Inverse Laplace transform of $L^{-1}\Bigl(\frac{a}{(s^2+a^2)^2}\Bigr)$. Hence show that $\int_0^{\infty}t^3e^{-t}\sin t\,dt =0 $

Question

Any other way to find $\int_0^{\infty} te^{-2t}\cos t\, dt$. Hence show that $ \int_0^{\infty}t^3e^{-t}\sin t \, dt =0$.

My attempt:

$L(t \cos t) = \int_0^{\infty} e^{-pt}(t\cos t) \,dt$

Now evaluating this and putting p = 2, i get answer as 3/25

Now can you tell me is there any alternative way to evaluate this?

Problem says hence show $\int_0^{\infty}t^3e^{-t}\sin t\,dt = 0$

The integral = $L(t^3 \sin t) = \int_0^{\infty}t^3e^{-pt}\sin t\, dt = (-1)\frac{d^3}{dp^3} \frac{1}{p^2+1} = \frac{-8p}{(p^2-1)^2}+\frac{48p^3}{(p^2-1)^4} $

Now putting p =1 does not make sense in above equation.
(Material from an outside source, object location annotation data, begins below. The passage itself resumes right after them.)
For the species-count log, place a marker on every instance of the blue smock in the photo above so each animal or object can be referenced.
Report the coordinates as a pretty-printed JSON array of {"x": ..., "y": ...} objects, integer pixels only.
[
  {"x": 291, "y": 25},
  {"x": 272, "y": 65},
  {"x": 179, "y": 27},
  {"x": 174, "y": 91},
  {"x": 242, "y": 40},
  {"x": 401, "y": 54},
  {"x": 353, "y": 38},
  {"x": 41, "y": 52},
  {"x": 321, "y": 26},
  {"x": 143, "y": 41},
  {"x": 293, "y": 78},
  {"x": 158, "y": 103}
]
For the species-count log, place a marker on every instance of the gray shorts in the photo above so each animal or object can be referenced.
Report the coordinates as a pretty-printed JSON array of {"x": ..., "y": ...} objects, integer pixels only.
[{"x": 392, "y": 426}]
How to deal with this?

Answer 1

Note that we are differentiating $\frac1{1+p^2}$, so how do you get a $-1$ in the denominator?

The correct value of: $$(-1)\frac{d^3}{dp^3}\left(\frac1{1+p^2} \right) = \frac{24p\left(p^2-1\right)}{\left(p^2+1\right)^4}$$ which at $p=1$ is zero.